The employee appealed, saying the employer should not have reopened disciplinary proceedings, but the EAT agreed that the dismissal was fair. They said the case of Christou v London Borough of Haringey had found that res judicata did not apply in internal disciplinary proceedings. The earlier disciplinary process was just part of the overall picture about whether the dismissal was fair. The tribunal had given clear reasons about why dismissal was fair in this case and there had been no legal errors. The EAT also agreed with the tribunal that the label on the dismissal – conduct or SOSR – did not matter. The important question was whether the dismissal was within the range of reasonable responses.

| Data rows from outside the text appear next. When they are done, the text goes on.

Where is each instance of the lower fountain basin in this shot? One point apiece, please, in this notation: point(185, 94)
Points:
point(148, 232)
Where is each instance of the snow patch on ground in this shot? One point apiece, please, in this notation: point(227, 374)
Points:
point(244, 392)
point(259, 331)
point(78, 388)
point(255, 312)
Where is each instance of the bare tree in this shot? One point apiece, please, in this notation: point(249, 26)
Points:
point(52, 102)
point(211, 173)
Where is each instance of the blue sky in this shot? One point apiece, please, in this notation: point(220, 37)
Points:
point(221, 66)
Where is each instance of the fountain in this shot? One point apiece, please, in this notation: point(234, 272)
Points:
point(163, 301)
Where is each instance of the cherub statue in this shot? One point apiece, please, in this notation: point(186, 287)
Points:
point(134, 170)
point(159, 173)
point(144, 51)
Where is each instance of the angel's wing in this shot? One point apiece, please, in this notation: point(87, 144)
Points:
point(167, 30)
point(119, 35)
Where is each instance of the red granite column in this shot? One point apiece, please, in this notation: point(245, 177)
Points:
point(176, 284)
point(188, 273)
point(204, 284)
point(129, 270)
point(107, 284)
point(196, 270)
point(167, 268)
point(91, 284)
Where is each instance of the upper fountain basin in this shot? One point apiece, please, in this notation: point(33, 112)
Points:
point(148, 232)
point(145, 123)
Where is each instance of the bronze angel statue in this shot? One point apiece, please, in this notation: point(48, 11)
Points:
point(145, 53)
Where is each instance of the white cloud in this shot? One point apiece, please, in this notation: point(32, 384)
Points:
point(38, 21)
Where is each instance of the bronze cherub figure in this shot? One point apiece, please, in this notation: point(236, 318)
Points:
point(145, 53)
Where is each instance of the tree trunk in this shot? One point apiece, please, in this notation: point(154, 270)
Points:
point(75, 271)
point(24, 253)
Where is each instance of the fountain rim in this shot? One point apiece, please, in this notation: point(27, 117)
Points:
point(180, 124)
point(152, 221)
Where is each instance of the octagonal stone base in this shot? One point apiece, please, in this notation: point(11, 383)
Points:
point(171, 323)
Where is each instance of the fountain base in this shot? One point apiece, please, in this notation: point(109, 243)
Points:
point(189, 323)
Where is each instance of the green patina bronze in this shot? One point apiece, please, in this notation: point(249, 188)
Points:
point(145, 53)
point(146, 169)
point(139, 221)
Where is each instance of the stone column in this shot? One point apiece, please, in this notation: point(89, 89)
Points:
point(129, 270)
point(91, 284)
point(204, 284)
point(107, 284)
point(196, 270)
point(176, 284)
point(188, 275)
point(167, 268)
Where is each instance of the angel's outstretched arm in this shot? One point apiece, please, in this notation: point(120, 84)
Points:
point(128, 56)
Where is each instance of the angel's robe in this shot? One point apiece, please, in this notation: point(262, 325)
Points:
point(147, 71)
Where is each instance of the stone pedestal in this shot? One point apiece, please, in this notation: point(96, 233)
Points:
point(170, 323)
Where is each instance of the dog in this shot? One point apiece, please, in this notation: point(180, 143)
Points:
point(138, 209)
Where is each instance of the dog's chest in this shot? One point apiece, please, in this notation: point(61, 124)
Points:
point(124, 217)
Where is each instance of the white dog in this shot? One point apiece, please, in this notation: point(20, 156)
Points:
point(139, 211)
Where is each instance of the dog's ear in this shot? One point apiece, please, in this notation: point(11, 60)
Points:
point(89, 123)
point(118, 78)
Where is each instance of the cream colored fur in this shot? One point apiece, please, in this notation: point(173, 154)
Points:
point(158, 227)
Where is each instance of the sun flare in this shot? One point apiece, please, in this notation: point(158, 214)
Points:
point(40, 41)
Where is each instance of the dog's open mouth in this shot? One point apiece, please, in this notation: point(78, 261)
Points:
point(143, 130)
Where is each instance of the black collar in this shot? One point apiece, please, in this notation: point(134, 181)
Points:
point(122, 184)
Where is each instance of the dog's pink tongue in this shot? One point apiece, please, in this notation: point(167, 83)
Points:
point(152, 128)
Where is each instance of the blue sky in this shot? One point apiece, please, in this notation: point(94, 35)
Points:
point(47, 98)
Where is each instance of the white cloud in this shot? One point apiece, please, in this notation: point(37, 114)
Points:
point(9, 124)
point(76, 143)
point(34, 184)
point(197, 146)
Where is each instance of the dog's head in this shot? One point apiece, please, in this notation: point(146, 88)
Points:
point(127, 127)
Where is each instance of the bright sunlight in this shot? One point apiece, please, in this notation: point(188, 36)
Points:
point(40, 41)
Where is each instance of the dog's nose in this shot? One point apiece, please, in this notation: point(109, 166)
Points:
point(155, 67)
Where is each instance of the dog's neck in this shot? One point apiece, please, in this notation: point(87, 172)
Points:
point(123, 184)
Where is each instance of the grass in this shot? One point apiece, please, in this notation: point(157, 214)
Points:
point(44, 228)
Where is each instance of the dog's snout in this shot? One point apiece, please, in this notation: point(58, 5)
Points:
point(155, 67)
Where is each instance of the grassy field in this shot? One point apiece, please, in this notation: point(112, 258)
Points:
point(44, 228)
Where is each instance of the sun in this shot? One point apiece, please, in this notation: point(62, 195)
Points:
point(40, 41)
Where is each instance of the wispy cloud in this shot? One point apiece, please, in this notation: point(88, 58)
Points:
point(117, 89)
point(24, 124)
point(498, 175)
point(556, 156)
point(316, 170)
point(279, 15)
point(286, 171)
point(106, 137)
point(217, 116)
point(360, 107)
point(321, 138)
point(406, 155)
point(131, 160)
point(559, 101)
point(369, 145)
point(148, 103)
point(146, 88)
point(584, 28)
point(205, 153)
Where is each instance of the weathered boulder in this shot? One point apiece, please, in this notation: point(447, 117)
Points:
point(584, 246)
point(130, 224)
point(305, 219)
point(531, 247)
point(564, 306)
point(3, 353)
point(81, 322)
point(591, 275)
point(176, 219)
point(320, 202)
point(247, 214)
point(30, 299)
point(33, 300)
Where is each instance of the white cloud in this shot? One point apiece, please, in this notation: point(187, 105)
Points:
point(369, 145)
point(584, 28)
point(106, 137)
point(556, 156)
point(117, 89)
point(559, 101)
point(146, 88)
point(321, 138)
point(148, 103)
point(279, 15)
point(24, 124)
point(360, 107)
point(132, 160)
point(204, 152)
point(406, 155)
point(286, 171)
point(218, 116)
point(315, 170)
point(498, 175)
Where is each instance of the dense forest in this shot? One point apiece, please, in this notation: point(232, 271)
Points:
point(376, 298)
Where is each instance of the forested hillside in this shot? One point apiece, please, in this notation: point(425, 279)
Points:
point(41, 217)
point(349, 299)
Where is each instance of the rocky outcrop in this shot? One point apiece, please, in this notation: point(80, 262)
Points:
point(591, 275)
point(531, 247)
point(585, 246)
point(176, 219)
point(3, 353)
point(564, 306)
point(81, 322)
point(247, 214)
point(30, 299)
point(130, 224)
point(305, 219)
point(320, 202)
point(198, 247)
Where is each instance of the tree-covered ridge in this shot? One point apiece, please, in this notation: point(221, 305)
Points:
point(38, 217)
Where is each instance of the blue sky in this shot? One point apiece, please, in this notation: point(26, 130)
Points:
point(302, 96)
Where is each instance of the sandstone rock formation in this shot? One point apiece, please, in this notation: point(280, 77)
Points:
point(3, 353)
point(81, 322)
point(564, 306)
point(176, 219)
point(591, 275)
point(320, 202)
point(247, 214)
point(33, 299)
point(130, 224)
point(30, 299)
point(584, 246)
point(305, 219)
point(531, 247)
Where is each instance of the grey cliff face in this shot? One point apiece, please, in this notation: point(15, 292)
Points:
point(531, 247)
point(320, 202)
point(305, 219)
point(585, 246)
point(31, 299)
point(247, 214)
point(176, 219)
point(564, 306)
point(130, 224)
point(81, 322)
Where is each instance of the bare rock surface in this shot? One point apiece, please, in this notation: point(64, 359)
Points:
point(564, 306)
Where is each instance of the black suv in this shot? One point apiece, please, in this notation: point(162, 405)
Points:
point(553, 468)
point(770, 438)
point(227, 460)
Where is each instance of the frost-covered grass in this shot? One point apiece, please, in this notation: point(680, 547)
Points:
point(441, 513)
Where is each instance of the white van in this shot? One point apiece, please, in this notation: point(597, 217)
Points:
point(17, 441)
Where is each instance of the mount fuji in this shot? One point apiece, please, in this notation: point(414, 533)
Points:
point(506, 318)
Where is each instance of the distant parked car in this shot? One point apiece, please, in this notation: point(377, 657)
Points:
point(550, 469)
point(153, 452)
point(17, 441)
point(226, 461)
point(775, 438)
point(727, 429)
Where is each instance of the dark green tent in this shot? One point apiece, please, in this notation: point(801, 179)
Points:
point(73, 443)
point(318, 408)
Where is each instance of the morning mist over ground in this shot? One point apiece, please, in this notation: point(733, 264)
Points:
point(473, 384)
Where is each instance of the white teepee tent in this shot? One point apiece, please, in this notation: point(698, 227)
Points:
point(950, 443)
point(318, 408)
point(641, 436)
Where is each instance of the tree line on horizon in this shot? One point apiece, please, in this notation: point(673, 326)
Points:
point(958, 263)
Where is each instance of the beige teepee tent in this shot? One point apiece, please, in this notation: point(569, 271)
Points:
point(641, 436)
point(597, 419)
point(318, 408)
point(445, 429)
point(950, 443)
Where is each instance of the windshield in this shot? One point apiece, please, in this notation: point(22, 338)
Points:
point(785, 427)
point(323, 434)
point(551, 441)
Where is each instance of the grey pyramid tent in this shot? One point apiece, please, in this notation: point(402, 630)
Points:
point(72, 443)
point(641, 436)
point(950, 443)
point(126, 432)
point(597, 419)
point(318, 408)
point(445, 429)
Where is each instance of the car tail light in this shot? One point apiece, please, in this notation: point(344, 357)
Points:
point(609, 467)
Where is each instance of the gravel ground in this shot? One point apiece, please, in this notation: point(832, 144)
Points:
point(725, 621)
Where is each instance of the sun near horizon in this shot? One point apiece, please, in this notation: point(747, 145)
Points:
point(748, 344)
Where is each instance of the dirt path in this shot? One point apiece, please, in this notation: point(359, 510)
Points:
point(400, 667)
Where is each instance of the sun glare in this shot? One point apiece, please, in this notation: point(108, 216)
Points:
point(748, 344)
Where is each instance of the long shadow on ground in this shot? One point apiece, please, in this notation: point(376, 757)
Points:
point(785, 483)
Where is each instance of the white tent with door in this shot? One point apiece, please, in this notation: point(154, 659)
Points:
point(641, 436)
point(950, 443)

It will be unusual for employers to reopen disciplinary cases that have come to an end. In this case, the CQC investigation and conclusions, and new management of the Trust, were the intervening factors which made reopening disciplinary proceedings fair. Without any kind of good reason, reopening a disciplinary matter may cause difficulties if it is used as a vehicle to arrive at a different decision from the original one. It is also worth noting that the employee in this case had been found to have racially harassed a colleague but allowed to remain the lead on race equality in the Trust. This conflict should have been ironed out as part of the initial disciplinary process.